外観については相当に奇抜なのは確かですし、今回の試乗車が赤でとりわけ目立ったためか、パトカーに追尾されたりしましたが、特に注目を集めるクルマかというと、意外にそうでもないと感じさせられるシーンがありました。観音崎の近くの公園で写真撮影をしたのですが、そのときに通りかかった20代の若者グループが特にジュークに目を向けるでもなく通り過ぎて行ったからです。
これは必ずしもジュークに限ったことではなく、今の若い人がクルマそのものに興味を持たなくなったということなのかも知れません。そんなユーザーに対してもインパクトを与えるようなクルマを作るのは相当に難しいということなのでしょう。

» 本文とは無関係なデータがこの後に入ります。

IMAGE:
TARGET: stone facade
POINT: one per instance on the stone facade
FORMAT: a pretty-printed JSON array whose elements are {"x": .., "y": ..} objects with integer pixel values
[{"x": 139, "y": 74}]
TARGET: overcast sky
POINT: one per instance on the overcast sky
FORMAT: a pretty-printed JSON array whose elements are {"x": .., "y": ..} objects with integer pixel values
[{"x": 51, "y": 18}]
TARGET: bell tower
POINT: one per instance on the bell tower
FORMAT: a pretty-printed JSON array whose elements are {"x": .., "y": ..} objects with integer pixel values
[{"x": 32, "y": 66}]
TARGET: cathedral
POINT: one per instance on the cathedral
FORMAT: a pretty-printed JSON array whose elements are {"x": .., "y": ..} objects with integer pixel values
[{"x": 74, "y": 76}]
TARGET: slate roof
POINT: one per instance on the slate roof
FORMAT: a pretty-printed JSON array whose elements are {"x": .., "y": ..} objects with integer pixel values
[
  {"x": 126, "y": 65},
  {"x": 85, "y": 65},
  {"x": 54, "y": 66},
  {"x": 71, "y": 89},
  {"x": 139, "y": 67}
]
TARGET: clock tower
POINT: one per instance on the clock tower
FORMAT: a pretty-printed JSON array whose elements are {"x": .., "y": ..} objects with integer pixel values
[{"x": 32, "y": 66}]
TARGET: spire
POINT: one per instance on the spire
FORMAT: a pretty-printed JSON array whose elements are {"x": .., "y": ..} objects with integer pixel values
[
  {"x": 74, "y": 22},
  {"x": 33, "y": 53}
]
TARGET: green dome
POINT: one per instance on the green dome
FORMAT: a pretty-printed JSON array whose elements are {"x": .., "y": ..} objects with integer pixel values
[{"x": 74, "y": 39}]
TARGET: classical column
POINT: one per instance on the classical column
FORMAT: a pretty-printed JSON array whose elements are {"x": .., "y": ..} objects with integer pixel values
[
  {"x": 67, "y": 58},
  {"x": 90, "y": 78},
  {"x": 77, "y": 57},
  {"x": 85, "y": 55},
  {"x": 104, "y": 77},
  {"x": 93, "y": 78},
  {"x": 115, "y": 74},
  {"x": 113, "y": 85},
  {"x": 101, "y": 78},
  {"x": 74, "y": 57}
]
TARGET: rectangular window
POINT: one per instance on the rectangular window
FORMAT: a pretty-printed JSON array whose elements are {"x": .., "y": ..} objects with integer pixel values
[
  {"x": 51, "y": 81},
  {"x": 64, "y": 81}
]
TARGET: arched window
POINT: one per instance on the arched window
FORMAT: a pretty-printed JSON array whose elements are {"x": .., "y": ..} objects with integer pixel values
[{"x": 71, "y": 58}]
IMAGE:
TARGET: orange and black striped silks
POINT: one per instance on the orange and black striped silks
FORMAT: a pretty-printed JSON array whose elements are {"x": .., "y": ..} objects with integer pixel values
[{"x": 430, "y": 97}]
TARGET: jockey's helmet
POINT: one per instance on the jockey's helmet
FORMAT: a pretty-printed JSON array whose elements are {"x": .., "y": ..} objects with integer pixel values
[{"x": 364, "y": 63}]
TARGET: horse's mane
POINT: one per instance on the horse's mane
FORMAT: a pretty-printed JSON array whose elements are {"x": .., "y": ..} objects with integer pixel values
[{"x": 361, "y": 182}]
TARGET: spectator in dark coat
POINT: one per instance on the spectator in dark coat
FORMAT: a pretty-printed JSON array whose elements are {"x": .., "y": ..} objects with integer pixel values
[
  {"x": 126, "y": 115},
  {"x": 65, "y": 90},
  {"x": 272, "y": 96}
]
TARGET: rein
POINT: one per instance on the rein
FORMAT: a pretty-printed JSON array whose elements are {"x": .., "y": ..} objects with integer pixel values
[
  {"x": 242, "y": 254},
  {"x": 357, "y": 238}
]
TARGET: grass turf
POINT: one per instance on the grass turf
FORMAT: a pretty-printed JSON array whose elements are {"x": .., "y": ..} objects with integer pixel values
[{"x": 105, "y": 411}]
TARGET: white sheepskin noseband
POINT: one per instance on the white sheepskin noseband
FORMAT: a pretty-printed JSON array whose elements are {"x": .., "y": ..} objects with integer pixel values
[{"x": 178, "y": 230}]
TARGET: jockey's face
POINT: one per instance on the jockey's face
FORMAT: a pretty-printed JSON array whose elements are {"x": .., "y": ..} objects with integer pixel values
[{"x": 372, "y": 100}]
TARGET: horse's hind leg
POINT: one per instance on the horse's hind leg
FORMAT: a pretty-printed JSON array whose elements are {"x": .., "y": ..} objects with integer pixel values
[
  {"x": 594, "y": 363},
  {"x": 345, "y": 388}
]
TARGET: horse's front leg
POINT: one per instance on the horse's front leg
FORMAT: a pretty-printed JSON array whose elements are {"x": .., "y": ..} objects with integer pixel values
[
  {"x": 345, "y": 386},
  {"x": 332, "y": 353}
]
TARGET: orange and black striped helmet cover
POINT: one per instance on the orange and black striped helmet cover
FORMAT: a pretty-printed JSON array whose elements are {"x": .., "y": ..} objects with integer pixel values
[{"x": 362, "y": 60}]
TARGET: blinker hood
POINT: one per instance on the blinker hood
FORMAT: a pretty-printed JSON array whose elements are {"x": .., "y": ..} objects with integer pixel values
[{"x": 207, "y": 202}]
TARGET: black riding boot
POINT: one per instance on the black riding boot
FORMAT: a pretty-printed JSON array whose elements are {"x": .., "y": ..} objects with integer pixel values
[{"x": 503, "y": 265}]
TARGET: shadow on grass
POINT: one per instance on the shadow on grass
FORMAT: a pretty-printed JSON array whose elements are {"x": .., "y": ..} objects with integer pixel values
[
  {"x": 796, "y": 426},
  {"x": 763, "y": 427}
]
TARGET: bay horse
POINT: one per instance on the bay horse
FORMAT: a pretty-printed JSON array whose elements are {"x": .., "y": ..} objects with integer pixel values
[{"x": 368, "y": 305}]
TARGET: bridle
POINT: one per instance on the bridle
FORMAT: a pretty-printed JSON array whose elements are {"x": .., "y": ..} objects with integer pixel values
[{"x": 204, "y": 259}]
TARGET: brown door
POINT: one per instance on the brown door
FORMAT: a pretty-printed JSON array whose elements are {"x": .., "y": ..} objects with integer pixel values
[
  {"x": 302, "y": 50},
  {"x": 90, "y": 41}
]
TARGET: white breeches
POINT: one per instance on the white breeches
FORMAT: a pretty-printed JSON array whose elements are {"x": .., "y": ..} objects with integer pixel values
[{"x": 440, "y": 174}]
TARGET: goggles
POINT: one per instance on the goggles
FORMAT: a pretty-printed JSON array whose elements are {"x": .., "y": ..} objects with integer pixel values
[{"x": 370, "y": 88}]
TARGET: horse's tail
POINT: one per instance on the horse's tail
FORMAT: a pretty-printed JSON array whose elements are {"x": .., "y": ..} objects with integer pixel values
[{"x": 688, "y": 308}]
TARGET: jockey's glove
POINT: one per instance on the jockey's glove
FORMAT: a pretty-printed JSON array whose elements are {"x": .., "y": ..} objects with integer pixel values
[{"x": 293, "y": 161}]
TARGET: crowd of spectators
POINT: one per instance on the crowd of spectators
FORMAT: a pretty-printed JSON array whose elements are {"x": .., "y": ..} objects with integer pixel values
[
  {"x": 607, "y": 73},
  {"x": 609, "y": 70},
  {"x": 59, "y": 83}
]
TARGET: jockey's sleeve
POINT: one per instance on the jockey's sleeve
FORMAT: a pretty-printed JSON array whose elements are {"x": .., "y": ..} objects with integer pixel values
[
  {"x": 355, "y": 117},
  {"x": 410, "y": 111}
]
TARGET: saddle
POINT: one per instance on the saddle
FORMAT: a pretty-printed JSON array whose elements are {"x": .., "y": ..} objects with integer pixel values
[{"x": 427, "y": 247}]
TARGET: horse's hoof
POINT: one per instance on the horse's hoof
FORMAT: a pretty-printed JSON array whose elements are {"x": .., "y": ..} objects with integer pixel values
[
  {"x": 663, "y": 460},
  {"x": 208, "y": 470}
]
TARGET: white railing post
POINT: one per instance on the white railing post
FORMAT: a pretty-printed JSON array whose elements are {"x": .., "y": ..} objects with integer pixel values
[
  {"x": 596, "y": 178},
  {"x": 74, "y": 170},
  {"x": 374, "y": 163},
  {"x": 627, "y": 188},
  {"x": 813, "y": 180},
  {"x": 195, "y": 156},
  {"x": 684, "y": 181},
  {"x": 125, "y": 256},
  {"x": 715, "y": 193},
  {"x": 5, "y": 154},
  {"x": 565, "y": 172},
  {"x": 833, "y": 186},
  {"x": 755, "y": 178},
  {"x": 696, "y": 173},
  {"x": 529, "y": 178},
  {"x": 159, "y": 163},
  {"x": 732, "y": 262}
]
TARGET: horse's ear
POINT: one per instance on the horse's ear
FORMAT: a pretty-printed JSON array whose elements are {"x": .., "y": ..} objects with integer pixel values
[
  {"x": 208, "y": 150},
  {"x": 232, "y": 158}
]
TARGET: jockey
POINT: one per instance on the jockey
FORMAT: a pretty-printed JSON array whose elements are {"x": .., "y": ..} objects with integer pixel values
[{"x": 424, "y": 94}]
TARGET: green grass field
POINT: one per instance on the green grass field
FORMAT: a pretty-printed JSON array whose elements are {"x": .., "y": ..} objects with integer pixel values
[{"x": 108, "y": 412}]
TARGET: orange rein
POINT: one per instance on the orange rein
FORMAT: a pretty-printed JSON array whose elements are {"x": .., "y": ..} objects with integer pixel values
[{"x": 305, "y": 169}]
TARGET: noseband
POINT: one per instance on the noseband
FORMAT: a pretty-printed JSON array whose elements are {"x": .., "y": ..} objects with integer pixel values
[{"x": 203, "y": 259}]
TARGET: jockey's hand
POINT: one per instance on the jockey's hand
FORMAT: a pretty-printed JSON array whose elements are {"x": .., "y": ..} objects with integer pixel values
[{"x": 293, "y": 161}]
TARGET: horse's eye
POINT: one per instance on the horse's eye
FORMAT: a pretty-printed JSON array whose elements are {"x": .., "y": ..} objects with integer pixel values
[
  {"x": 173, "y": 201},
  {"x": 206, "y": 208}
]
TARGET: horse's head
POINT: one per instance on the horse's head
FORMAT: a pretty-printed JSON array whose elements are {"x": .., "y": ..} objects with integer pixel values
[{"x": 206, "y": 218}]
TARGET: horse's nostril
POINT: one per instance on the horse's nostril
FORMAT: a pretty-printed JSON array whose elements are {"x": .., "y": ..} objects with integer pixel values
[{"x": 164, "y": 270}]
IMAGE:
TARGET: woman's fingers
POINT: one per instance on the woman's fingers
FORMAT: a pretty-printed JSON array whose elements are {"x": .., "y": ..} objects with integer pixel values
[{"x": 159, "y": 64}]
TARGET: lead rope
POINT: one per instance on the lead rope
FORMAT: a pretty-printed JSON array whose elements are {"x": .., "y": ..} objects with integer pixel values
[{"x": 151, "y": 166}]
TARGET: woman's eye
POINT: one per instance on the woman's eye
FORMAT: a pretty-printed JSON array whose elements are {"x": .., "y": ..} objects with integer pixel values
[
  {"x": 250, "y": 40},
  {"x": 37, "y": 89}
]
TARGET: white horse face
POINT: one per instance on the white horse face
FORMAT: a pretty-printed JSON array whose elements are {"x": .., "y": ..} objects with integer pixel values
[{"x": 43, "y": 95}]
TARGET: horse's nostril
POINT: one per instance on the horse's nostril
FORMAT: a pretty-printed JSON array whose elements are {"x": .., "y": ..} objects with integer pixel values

インテリジェントコントロールディスプレーは新鮮な印象を与える装備でした。エアコンとドライブモードを切り換えると、ボタンに表示される文字が色とともに変わるのが特に目新しい印象でした。ただ、設置位置が低くてこの画面を見ようとすると前方不注意になってしまうのを始め、エアコンにしたときの温度調整ダイヤルが遠い側にあるのは左ハンドル仕様をそのまま右ハンドル車に装着したのではないかと疑わせるものがあります。
パーキングブレーキレバーの位置も、センターコンソールの左側に配置されていて、これなどは完全に左ハンドル車用がそのままです。ジュークはしょせん、ヨーロッパ向けに作ったクルマをついでに日本でも売っているだけとしか思えません。今どき、日本の国内市場だけを考えたクルマなどは作りようがないのは当然ですが、日本に由来する自動車メーカーが、日本のユーザーを大事にしないようなことをやってちゃダメです。VDCについても私が最も言いたいのはそういうことです。日本人としての誇りにかけて言っておきたいと思います。
まあ、ハンドル位置に由来する不満足な仕様を言い出すと、輸入車のほとんどが左ハンドル車用のオーディオ(ボリュームコントロールが左側にある)を装着していたり、輸入車は車種によっては左ハンドル車用のワイパーをそのまま右ハンドル車に採用してたりするするなど、いろいろな例があってきりがなくなるのですが、そんな外国メーカー各社も自国のユーザーを軽視したクルマ作りをする例は見受けられません。
それにしてもデンマーク戦での勝利は、敗戦の続いたW杯開幕前の強化試合を振り返るまでもなく、心から喜べる望外な結果です。日本人として誇りを感じることのできる勝利でした。ここまで来たなら、さらにパラグアイにも勝利してステップをひとつ上がって欲しいと思います。